Call for Redfish beta testers

To protect Andreas a bit as he is developing a rather large extension for free:
If I would be you Andreas, I would focus on servers.
Because when we mainline it, we will likely compile a list of supported systems against this will work and that will be only servers anyway.

2 Likes

Will the next appliance version 1.7 hopefully include the necessary package?

Hello, today i installed either the HPE specific Redfish plugin and the generic plugin to supersede the oh-so-often crappy SNMP disadvantages and to compare both plugins. Here is what happened:

You cleary can see the switch from SNMP to the HPE specific plugin, so thats very very good (>80s va <7s)!
The upper dent at 11 is the short switch do the universal redfish plugin, which took about 16-18s.
Addendum: albeit being found rawdata in the HPE plugin, disks are not added to the monitoring


grafik

And neither does the universal plugin, although the rest of the services that are added read basically identical at first & second sight.

Testing of Redfish agent and reporting a problem.

If a connection problem exists.

  • on the command line execute the agent with the switches “–debug” and “-vv” to get a maximum an output.

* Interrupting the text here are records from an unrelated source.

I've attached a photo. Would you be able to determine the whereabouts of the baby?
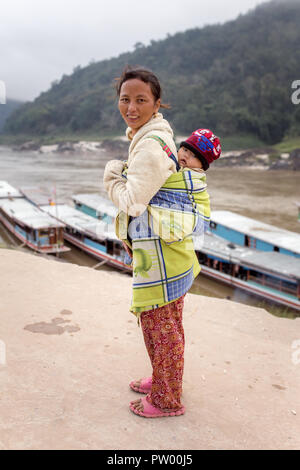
[177,129,221,172]
[122,129,221,264]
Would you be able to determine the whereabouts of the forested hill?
[6,0,300,144]
[0,99,23,133]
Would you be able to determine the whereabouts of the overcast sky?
[0,0,263,100]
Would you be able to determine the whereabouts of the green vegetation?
[274,137,300,153]
[0,100,23,134]
[5,0,300,150]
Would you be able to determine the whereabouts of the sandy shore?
[0,249,300,450]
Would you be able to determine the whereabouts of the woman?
[103,67,200,418]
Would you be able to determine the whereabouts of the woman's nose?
[128,101,136,112]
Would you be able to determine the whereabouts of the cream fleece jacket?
[103,113,178,217]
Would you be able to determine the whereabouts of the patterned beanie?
[180,129,221,171]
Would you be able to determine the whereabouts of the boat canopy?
[0,197,65,229]
[41,204,118,240]
[194,232,300,280]
[72,193,118,218]
[211,211,300,255]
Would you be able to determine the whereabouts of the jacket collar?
[126,113,173,151]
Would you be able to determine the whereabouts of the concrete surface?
[0,249,300,450]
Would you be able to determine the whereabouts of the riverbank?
[0,249,300,450]
[0,136,300,171]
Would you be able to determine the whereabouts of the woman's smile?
[119,78,160,135]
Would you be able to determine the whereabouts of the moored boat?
[73,194,300,310]
[40,204,131,271]
[194,232,300,310]
[0,197,70,254]
[210,211,300,258]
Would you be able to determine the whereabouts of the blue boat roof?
[72,193,118,217]
[194,232,300,280]
[40,204,118,240]
[211,211,300,254]
[0,197,65,229]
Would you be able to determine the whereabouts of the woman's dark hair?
[116,65,171,109]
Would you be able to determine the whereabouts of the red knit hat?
[180,129,221,170]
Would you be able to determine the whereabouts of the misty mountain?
[0,99,23,133]
[5,0,300,144]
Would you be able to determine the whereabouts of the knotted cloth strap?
[147,135,197,214]
[147,135,180,171]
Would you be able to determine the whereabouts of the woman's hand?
[122,241,132,258]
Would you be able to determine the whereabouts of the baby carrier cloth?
[115,135,210,314]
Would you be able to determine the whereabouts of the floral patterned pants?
[141,294,185,410]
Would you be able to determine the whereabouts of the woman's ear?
[154,98,161,114]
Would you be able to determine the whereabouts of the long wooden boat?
[0,196,70,254]
[40,204,132,272]
[73,194,300,310]
[194,232,300,310]
[210,211,300,258]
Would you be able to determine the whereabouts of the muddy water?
[0,146,300,317]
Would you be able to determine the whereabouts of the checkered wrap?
[116,135,210,314]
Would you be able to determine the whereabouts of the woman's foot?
[129,377,152,394]
[130,397,185,418]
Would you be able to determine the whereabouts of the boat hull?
[201,264,300,311]
[64,232,132,272]
[0,211,70,254]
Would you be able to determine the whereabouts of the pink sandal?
[129,377,152,394]
[129,397,185,418]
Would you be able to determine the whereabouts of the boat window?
[39,229,49,237]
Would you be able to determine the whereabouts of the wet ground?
[0,146,300,318]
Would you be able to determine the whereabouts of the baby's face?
[177,147,202,168]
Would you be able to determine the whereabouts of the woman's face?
[119,78,160,135]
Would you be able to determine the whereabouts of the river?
[0,146,300,318]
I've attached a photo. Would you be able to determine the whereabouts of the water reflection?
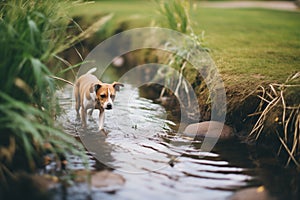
[55,85,258,199]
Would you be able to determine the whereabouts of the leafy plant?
[249,72,300,168]
[0,0,83,179]
[157,0,213,120]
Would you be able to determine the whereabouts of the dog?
[74,68,124,131]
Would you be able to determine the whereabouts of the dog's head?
[90,82,124,110]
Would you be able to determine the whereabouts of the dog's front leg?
[81,106,87,128]
[99,109,104,131]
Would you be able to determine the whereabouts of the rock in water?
[91,170,125,191]
[183,121,234,139]
[229,186,275,200]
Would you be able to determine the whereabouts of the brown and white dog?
[74,68,124,130]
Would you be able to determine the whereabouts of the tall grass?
[0,0,85,178]
[157,0,214,120]
[249,72,300,169]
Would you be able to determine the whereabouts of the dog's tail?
[85,67,97,74]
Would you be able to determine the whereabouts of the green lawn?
[71,1,300,89]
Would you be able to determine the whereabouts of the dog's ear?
[90,84,101,93]
[94,84,101,93]
[112,82,124,91]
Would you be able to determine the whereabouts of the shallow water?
[54,85,260,200]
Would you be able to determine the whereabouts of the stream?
[53,84,261,200]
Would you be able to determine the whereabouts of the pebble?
[229,186,275,200]
[183,121,234,139]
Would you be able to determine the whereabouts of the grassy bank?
[71,1,300,91]
[72,1,300,166]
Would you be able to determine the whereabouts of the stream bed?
[52,85,261,200]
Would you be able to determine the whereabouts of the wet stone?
[183,121,234,139]
[229,186,275,200]
[91,170,125,191]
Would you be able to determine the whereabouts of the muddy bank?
[63,15,299,169]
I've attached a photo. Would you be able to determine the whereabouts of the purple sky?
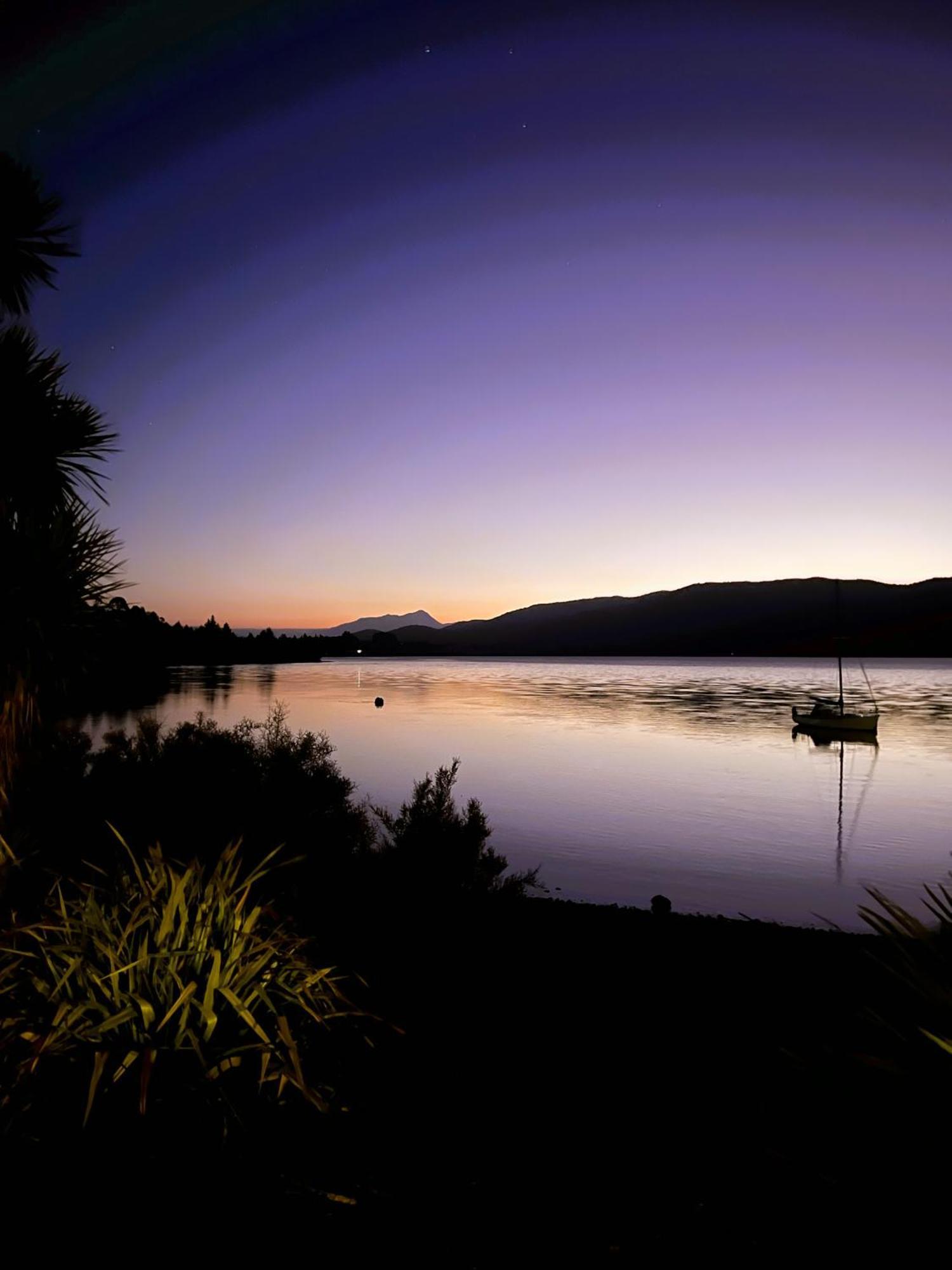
[7,5,952,626]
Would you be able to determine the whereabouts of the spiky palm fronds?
[0,326,116,519]
[0,154,77,318]
[0,839,366,1123]
[859,883,952,1054]
[0,326,121,805]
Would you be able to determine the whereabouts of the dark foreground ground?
[4,900,948,1266]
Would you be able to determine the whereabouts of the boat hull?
[793,706,880,732]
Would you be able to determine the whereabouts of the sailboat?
[793,582,880,735]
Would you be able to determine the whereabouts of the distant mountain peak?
[315,608,443,635]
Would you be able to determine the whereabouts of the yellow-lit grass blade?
[83,1049,109,1129]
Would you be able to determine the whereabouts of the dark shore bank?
[8,899,944,1266]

It is possible that here already the real problem is shown (credential problem, slow connection or generic problem)

If only data is missing that was expected, like hard drives, memory modules and so on.

  • on the command line execute the agent with the switches “–debug” and “-vv” to get a maximum an output.
  • Inspect the sections in the output if the missed section is there or not
  • If section exists and is only not shown as checks, i need this section output to take a look
  • If section is missing i need the complete agent output - the section “redfish_system” and “redfish_chassis” are the minimum i need

If no real good output is generated, it is possible to create a dump for the complete Redfish interface.
To achieve this, there is a small tool existing.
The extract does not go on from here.